Lactic acid is a monomer of poly(lactic acid), and the use of sugar-based raw materials in conventional lactic acid production poses a risk to food security. CO₂ is an abundant carbon resource, and microalgae are crucial for the development of third-generation bio-manufacturing through CO₂ utilization. In this study, the transformation efficiency of Chlorella pyrenoidosa (C. pyrenoidosa) was investigated during Agrobacterium-mediated transformation, and an efficient transformation system was established. L-lactate dehydrogenases (LLDHs) from Bos taurus, Lactobacillus plantarum, and Bacillus coagulans were successfully integrated into C. pyrenoidosa, and the expression of the target genes was confirmed through RT-PCR and enzyme activity assays.

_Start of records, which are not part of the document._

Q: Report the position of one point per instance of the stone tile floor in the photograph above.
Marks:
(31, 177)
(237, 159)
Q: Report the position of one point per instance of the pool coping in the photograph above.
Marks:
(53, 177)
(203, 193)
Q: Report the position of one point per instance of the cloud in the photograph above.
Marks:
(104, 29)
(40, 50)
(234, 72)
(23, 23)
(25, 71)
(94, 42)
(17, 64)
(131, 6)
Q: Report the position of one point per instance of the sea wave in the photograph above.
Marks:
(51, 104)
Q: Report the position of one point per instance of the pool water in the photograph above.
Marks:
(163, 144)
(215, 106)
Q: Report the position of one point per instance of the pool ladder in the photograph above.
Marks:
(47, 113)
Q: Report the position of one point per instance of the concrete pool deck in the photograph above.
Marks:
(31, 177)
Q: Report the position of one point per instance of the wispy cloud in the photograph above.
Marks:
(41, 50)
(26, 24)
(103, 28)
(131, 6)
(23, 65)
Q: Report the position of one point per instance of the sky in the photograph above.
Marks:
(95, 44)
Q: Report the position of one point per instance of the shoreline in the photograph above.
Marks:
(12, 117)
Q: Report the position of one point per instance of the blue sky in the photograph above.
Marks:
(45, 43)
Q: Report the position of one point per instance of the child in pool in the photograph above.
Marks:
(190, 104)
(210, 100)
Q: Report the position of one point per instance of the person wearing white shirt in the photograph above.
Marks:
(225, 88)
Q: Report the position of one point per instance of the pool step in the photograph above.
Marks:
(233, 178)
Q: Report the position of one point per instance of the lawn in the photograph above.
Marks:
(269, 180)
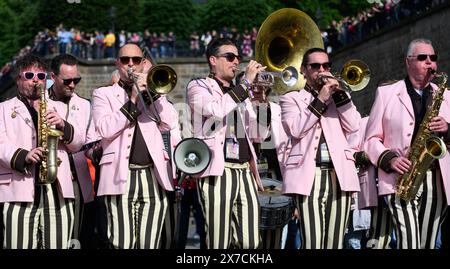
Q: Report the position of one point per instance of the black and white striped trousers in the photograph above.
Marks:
(46, 223)
(271, 238)
(416, 222)
(324, 214)
(231, 208)
(135, 218)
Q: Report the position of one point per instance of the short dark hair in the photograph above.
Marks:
(61, 59)
(214, 46)
(309, 52)
(27, 61)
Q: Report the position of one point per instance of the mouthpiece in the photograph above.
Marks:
(130, 71)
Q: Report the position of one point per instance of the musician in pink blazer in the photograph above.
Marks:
(396, 114)
(66, 78)
(134, 174)
(223, 117)
(320, 170)
(27, 204)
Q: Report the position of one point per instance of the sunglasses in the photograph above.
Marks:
(32, 75)
(126, 59)
(230, 56)
(423, 57)
(69, 81)
(316, 66)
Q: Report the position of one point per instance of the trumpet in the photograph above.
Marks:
(354, 76)
(161, 79)
(289, 77)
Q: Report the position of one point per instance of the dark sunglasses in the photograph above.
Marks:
(230, 56)
(126, 59)
(423, 57)
(316, 66)
(69, 81)
(32, 75)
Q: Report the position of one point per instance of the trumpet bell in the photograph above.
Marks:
(161, 79)
(356, 74)
(282, 40)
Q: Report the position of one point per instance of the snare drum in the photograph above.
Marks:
(276, 209)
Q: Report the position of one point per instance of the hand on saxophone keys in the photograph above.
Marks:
(53, 119)
(34, 156)
(438, 124)
(400, 164)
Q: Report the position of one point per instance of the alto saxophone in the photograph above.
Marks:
(426, 148)
(47, 139)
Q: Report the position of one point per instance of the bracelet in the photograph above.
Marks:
(246, 82)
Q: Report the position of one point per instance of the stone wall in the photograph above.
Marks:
(385, 52)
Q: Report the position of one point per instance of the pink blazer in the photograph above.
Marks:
(18, 131)
(80, 112)
(208, 105)
(305, 128)
(391, 125)
(368, 195)
(117, 135)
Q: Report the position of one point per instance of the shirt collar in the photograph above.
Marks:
(224, 89)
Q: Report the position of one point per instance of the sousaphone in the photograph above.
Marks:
(282, 40)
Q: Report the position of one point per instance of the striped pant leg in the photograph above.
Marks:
(324, 214)
(47, 222)
(21, 223)
(381, 226)
(406, 221)
(57, 218)
(78, 208)
(432, 208)
(337, 214)
(271, 238)
(135, 218)
(216, 196)
(1, 226)
(245, 220)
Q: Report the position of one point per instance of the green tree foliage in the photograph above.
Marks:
(242, 14)
(179, 16)
(17, 27)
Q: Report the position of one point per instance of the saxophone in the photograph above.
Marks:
(426, 147)
(47, 139)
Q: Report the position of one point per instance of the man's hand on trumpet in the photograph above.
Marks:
(329, 86)
(140, 84)
(252, 70)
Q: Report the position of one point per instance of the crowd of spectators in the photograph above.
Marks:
(367, 22)
(104, 45)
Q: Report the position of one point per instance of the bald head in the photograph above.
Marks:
(130, 57)
(130, 50)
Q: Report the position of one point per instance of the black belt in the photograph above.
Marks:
(328, 165)
(139, 166)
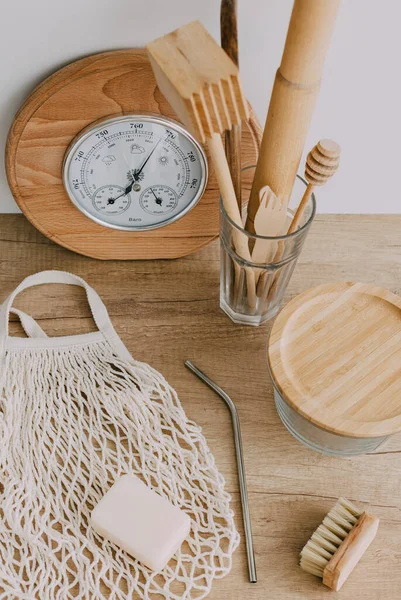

The engineered strains expressing BCLLDH, LPLLDH, and BTLLDH produced L-lactic acid titers of 76.64 mg/L, 153.18 mg/L, and 98.21 mg/L, respectively, and their transgenic stability was verified. Homology modeling of the three LLDHs was performed, and molecular docking with pyruvate was conducted to investigate the interaction mechanism. Moreover, binding energy and interaction network analyses supported the obtained enzyme activity results. Ultimately, L-lactic acid biosynthesis was achieved in C. pyrenoidosa, offering a potential pathway for eukaryotic microalgae to synthesize poly(L-lactic acid) based on the generated precursor.